Lettre à ma petite-fille

Ma chérie,
Tu es née il y a déjà 6 ans et depuis je t’accompagne, un peu à distance il est vrai, sur ton chemin de vie. Ta maman est née le 14 juin 1981, journée du vote populaire sur l’égalité entre femmes et hommes. En 1991, ta maman avait manqué l’école pour m’accompagner à la grève des femmes qui a permis l’élaboration de la loi sur l’égalité, finalement adoptée en 1995. Une aînée me disait alors : «vous avez une meilleure vie que nous, mais vous avez raison de continuer à vous battre car les acquis sont fragiles et il reste encore beaucoup à faire!»

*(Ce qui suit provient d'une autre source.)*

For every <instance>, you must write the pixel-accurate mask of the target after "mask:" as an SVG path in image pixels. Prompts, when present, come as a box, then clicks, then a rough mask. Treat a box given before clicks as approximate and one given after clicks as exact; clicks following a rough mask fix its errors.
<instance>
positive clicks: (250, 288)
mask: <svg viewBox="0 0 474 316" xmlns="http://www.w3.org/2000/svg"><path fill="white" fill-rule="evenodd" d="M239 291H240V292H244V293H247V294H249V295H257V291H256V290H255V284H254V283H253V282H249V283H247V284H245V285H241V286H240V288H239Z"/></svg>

21 ans plus tard, tu es née ; j’espérais que l’égalité serait réalisée au moment d’avoir une petite-fille. Hélas, ce n’est de loin pas encore le cas. Et même si ton papa et ta maman vivent réellement cette égalité en partageant tant les tâches ménagères et éducatives que l’activité rémunérée, ta famille est encore plutôt l’exception que la règle. Tu auras peut-être plus de libertés et de chances que moi, mais il y a encore du pain sur la planche: la loi sur l’égalité existe certes, mais elle n’est pas efficace. Et le parlement fédéral qui devrait s’appliquer à améliorer les conditions des femmes sur le marché du travail est extrêmement timide dans ce domaine. Il semblerait que l’égalité effectivement mise en œuvre par des mesures légèrement contraignantes seraient déjà mauvaises pour l’économie. Balivernes! L’expérience des pays scandinaves, qui ont mis en œuvre l’égalité par des mesures contraignantes (femmes dans les directions d’entreprises, congés parentaux dignes de ce nom, structures de garde gratuites pour les enfants dès leurs plus jeune âge), montre que de telles mesures n’entravent pas l’économie, bien au contraire.

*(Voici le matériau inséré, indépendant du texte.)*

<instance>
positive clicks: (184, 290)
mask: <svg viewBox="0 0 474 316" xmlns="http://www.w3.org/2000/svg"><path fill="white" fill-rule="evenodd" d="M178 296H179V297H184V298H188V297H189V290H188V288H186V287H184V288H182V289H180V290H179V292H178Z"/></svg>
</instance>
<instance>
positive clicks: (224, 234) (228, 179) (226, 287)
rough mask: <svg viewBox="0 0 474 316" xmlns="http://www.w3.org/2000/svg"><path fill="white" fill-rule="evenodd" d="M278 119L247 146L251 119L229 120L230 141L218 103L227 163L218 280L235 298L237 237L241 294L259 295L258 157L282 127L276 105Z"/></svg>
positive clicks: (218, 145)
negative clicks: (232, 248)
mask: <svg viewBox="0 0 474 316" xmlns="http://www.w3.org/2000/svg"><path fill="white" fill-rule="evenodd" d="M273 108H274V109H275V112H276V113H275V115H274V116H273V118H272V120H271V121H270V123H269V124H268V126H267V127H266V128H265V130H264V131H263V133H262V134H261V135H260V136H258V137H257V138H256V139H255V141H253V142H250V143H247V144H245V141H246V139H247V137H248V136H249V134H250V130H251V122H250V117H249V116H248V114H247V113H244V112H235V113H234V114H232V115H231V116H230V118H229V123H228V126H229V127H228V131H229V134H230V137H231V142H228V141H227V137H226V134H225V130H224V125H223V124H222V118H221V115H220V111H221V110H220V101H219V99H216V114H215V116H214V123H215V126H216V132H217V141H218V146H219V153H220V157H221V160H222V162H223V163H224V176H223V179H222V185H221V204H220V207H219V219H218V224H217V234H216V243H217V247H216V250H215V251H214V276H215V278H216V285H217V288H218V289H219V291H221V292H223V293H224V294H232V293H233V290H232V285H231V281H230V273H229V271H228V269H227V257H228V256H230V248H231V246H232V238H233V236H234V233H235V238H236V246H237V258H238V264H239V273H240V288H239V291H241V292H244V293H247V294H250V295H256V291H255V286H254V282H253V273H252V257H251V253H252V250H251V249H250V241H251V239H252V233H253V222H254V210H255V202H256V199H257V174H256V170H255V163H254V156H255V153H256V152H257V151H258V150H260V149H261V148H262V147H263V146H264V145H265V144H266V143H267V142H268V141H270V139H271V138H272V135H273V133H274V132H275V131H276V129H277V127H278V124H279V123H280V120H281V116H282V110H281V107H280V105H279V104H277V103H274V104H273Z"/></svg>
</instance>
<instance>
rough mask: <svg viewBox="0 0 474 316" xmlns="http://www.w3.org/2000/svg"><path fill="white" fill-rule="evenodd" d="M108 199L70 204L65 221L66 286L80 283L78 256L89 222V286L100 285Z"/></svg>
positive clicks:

En juin, ton grand-papa et moi avons gardé ton cousin né fin 2017. Sa maman a dû reprendre le travail quand il avait 5 mois sans avoir trouvé une structure de garde. Les listes d’attente sont longues…. Heureusement qu’il y a les grands-parents pour faire la transition. Mais que font les parents qui n’ont pas de famille ici ?
Qu’on arrête de dire que les vieux coûtent cher…. Sans leur travail bénévole en faveur des familles et des associations, notre économie ne pourrait tout simplement pas tourner. Par ailleirs, le parlement ergote sur un congé pour les papas en estimant que 20 jours c’est déjà trop. Or ces premiers jours sont importants pour la relation avec son enfant, et également pour soulager la maman. Je ne connais peu d’enfants ayant fait leurs nuits avant un mois de vie. Il faut être deux pour le supporter.

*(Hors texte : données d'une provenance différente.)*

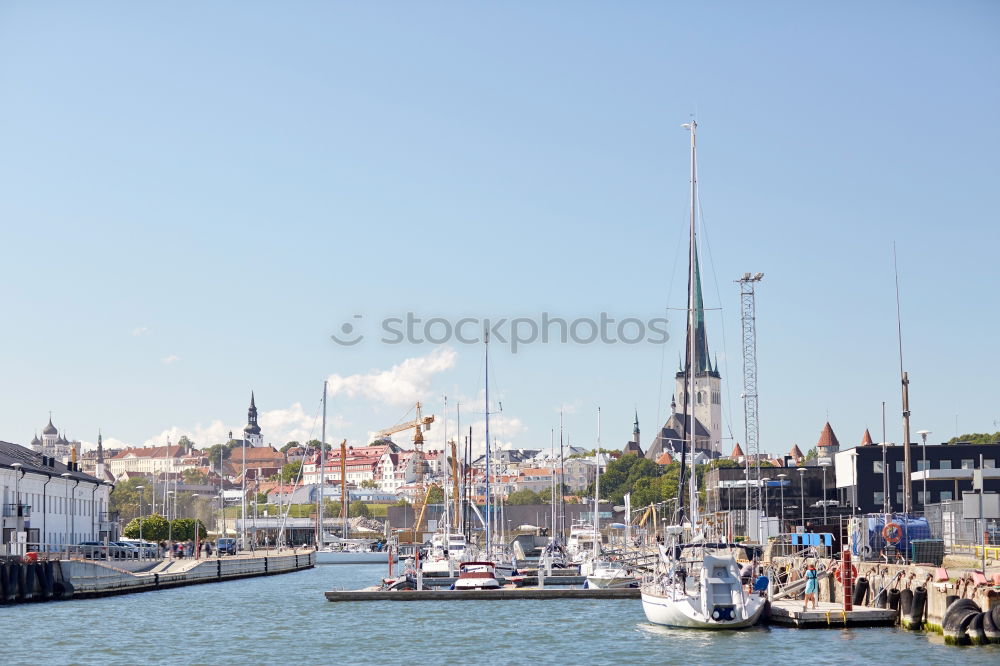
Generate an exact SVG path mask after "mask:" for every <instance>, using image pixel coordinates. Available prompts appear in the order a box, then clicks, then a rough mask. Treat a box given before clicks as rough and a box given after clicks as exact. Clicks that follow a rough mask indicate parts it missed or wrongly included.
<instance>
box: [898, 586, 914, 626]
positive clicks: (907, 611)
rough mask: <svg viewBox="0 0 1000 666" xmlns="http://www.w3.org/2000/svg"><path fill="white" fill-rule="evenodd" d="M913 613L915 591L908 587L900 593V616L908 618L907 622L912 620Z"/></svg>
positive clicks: (899, 600)
mask: <svg viewBox="0 0 1000 666" xmlns="http://www.w3.org/2000/svg"><path fill="white" fill-rule="evenodd" d="M912 612H913V590H911V589H910V588H908V587H904V588H903V589H902V590H901V591H900V593H899V614H900V616H901V617H904V618H906V620H907V621H909V619H910V614H911V613H912Z"/></svg>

Mais il y a également des éléments positifs me permettant d’espérer que tu pourras faire un choix de vie sans embûches liées au fait que tu es une fille : ainsi il y a des entreprises qui donnent des heures à des mamans qui allaitent, il y a des patrons qui comprennent que les équipes mixtes sont plus créatives. Il y a des conseillers aux Etats de droite qui s’engagent pour l’égalité (merci Monsieur Comte, avant c’était le domaine exclusif de la gauche et de quelques femmes de droite). La société change et pas toujours dans le bon sens ; les populismes et conservatismes en particulier me font souci, qui font reculer plutôt qu’avancer l’égalité. Mais ne perdons pas l’espoir. Tu vas y arriver. Bon été et bon début à la « grande école », celle où l’on apprend à lire et à écrire, celle qui devrait réellement te préparer à la vie !

Maria Bernasconi

En tant que députée au Grand-Conseil genevois puis conseillère nationale PS, Maria Bernasconi a défendu l'égalité entre femmes et hommes, la justice sociale et le service public. Née en 1955. Elle est mariée, deux enfants et 3 petits-enfants, elle est infirmière et juriste de formation. Elle a fini son parcours professionnel en tant que secrétaire générale d'un syndicat et est à la retraite depuis 2018.